There was a roundness to Hinata's face that hinted at an appetite. Inches of her hair that traced her shoulders covered in the sprinkled sugar of fresh snow.
But it was her eyes that were familiar, shattered still like a stained glass window. Broken, but able to let the light through beautifully, even more.
"It's okay if you want me to leave." She broke the silence like coming up for air from a fall in deep water, stepping back hesitatingly as she spoke. "I… I understand. I just… I wanted to.. I wanted to say thank you and I.. I wanted to say I-"
Frozen as he was he could see the swallow passing down her throat, the blood rising to her cheeks, the tears welling in her eyes.

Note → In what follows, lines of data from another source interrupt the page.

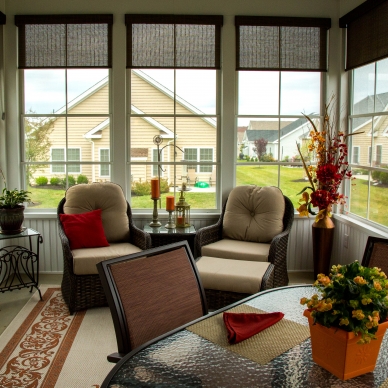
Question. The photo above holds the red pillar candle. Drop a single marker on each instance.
(155, 192)
(170, 206)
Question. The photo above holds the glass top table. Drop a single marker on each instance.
(184, 359)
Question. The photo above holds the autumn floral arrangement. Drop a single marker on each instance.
(325, 178)
(353, 298)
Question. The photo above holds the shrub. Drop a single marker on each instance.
(141, 188)
(41, 181)
(55, 181)
(82, 179)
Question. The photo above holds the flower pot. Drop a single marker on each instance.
(338, 352)
(11, 220)
(323, 235)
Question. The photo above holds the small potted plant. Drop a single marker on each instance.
(12, 209)
(348, 319)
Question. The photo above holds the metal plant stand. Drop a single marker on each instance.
(19, 266)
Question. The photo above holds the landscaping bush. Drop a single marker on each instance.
(41, 181)
(141, 188)
(82, 179)
(55, 181)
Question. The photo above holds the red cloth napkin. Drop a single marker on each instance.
(241, 326)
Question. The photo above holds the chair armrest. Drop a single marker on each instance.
(139, 238)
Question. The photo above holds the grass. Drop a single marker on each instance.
(291, 182)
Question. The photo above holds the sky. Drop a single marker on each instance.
(258, 91)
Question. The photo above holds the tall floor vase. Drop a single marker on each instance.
(323, 235)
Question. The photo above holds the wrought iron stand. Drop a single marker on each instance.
(19, 266)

"I wanted to say I'm so sorry and that I… that I miss you and I-"
If there was more he didn't bother hearing it. In his arms she sobbed, surprised despite all she had learned to be enclosed and not closed out.
I miss you, she had said.
Those were not the three words he might have been hoping to hear but they were a start. And there was time anyway.
All he had ever been able to really give her since the start, had been time.